There is another disturbing aspect to this story. I am a rationalist, but one day I saw a box of books and the words “Candy and Andy” came into my head. I started to unpack the contents and there, lying at the bottom, was the first Candy and Andy book I had seen since I was three. I now know the meaning of the phrase “sent a shiver down my spine”.

Candy and Andy has been conveniently airbrushed out of Gerry Anderson’s career history. There is no mention of them on Wikipedia and apart from one dedicated 1960s website, I can only find a few cursory references.

There are probably thousands of people in Britain who shudder at the sight of dolls without knowing why and find themselves suffering from recurring nightmares about talking pandas and psychedelic Minis. Like most traumas from early childhood, these memories are deeply repressed.

Perhaps it is time to form a support group for victims of Candy and Andy. We may have had our childhoods stolen by the weird, perverted fantasies of Gerry Anderson, but at least we can work together to end the nightmares.

NB – If you’re wondering what happened to Candy and Andy, I’m told that Candy made a few soft porn films in the 1970s, before marrying a millionaire property speculator.
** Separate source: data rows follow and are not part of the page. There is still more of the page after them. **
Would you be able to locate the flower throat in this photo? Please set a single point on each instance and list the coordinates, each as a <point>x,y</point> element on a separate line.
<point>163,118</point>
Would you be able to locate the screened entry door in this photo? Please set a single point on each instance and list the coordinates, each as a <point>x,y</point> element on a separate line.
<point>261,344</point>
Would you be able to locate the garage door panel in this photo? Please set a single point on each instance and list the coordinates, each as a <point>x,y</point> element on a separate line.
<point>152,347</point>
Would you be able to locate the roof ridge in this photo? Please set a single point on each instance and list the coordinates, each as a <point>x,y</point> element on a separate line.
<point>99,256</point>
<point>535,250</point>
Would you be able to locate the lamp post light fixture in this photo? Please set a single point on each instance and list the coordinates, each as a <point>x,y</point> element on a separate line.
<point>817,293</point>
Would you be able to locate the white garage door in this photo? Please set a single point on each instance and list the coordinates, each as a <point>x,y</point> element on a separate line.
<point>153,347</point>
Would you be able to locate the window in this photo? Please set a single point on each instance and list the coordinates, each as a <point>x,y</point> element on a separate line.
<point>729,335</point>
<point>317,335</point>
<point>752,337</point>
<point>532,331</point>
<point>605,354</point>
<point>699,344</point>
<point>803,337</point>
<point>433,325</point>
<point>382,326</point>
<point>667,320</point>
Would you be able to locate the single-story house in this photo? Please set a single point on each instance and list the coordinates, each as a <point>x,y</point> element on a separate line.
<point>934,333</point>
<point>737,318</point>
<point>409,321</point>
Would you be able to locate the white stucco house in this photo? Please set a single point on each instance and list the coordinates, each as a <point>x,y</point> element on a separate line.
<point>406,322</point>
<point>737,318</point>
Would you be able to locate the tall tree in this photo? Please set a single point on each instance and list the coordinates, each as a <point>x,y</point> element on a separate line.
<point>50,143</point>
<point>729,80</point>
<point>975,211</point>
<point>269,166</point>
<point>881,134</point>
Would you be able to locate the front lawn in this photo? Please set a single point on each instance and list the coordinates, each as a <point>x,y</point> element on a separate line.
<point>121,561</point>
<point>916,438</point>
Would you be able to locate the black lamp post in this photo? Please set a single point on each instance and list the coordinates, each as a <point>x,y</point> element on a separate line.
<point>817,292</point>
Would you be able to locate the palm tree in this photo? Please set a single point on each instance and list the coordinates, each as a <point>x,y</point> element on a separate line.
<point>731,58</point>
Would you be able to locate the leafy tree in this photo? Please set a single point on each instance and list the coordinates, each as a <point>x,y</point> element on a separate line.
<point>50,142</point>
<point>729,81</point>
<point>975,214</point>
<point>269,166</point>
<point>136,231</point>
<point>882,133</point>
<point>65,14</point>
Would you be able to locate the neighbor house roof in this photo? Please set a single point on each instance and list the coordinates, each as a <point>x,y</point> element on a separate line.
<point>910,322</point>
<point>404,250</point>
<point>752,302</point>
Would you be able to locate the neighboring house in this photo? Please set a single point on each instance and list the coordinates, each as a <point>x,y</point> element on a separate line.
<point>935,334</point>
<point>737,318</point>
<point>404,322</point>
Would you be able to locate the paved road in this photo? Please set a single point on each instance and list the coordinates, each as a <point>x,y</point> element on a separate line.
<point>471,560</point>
She now manages a chain of high class hotels. Andy never managed to cope with the transition from child star to adult and his last acting role was in 1987, at a pantomime in Swindon. He was arrested last year for stealing a Breville Sandwich Maker from a branch of John Lewis. He still lives with Mrs Bearanda.

Steerforth is a gentleman bookseller from East Sussex, who blogs at The Age of Uncertainty.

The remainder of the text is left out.